You've probably all heard/read/seen the news of the explosion at the INEC offices in Suleja, and the subsequent explosion at a vote collation centre in Maiduguri, as well as the blast in Kaduna. Campaign season has been violent as usual, and these were the thugs' end-of-season exclamation points.
Voting in the National Assembly elections went off relatively peacefully this weekend.
I am tempted not to say anything about the election itself, and to focus (as per usual) on issues that are never mentioned or addressed by politicians in their campaigns or in office. Notably, consolidation and cost-cutting in our over-expensive, over-burdensome administrative structure (as sketched out in this, and many other prior blog post) will simply not happen. Fundamental reform of the Nigerian Police Force (argued for in this, and many other prior blog posts) will not happen either.

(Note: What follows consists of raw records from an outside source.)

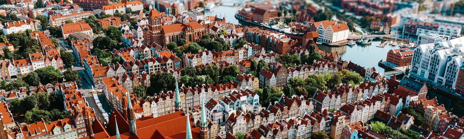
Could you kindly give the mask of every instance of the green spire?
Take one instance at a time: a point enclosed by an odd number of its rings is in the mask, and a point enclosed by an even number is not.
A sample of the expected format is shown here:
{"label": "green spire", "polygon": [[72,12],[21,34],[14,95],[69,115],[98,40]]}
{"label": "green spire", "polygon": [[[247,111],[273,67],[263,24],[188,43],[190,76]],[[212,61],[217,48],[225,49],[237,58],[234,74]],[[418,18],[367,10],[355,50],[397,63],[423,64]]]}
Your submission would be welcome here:
{"label": "green spire", "polygon": [[175,101],[174,102],[174,104],[175,106],[180,106],[182,104],[182,102],[180,102],[180,95],[179,93],[179,87],[177,85],[177,80],[176,80],[175,81]]}
{"label": "green spire", "polygon": [[187,109],[187,107],[186,107],[185,110],[187,112],[186,115],[187,115],[187,127],[186,129],[186,133],[185,135],[186,139],[192,139],[192,130],[190,129],[190,118],[188,116],[188,110]]}
{"label": "green spire", "polygon": [[117,121],[116,121],[116,117],[115,117],[115,123],[116,123],[116,139],[121,139],[119,135],[119,130],[117,128]]}
{"label": "green spire", "polygon": [[206,111],[205,109],[205,95],[206,95],[206,93],[205,92],[203,88],[201,88],[201,94],[200,94],[201,97],[201,117],[200,118],[200,126],[206,127],[208,126],[208,121],[206,120],[206,113],[205,112]]}

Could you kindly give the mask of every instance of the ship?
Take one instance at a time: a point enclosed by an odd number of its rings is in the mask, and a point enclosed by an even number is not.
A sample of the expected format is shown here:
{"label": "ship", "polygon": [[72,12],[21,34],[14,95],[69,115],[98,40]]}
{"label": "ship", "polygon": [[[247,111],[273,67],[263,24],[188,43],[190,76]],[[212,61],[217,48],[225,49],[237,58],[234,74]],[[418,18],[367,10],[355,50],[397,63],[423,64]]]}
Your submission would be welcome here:
{"label": "ship", "polygon": [[214,2],[211,2],[205,6],[205,10],[211,11],[216,7],[216,4]]}
{"label": "ship", "polygon": [[366,44],[370,44],[372,42],[372,38],[367,38],[362,40],[362,42],[361,42],[361,44],[366,45]]}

Besides, there is no point saying anything when results are not final. Not just the results for the National Assembly, but all results. Only then can you say what patterns have been revealed.
So far the only "pattern" (if it holds out) established is that the Action Congress of Nigeria (ACN) has become the new AD/UPN/AG-type party that controls the Yoruba-majority states. I suppose this is good news for the All Progressives Grand Alliance (APGA) and the Congress for Progressive Change (CPC) which each seemed to be aiming (despite rhetoric to the contrary) to take the NCNC/NPP and NPC spots for the Igbo-majority and Hausa-majority states respectively. I don't know what that means for the Peoples Democratic Party, heirs to the NPN/SDP/NRC "gather all the Big Men together under one tent" strategy, nor am I sure what that means for the prospects of pan-Nigerian political parties (as opposed to regional outfits). All I can say is if the All Nigerian Peoples Party (ANPP) is wiped out in Kano by the CPC (likely) but holds on to Borno and Yobe, they would have metamorphosed from a new NPC into a new version of the late Waziri Ibrahim's GNPP.

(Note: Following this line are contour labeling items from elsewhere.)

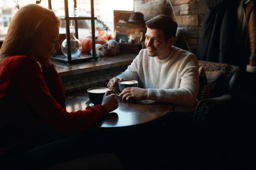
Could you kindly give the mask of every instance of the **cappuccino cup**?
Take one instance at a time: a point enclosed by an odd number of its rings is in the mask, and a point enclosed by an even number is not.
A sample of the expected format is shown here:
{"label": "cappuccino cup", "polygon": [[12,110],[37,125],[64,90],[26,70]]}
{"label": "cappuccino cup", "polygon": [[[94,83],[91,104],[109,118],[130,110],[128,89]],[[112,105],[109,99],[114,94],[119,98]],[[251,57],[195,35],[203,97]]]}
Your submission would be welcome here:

Is it me, or do we just go around in circles, coming back to the same place we started rather than moving forward to something different .... something better?

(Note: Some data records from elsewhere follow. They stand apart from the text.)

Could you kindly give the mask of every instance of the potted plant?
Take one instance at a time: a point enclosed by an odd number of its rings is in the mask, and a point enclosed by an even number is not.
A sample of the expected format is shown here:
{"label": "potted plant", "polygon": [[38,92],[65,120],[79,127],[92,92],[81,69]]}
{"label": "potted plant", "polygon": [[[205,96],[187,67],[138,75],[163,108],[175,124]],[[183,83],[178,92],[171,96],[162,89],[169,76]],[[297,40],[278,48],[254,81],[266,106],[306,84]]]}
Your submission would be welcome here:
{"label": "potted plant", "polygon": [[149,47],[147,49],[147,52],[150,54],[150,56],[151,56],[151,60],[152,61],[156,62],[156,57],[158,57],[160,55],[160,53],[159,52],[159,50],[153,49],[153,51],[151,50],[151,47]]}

Another interesting trend is some of the early victories by opposition parties over the PDP have involved former members of the PDP running on opposition party tickets after failing to win the PDP ticket. Prominent among these early winners is George Akume, who was an 8-year PDP governor of Benue State, and is now a newly re-elected ACN senator (having only recently decamped to the ACN).
In the fluid world of Nigerian politics where men hop from party to party depending on short-term Realpolitik, it is hard to conclude that the victory of any one party in a specific election means anything different from the victory of a rival party in that same poll.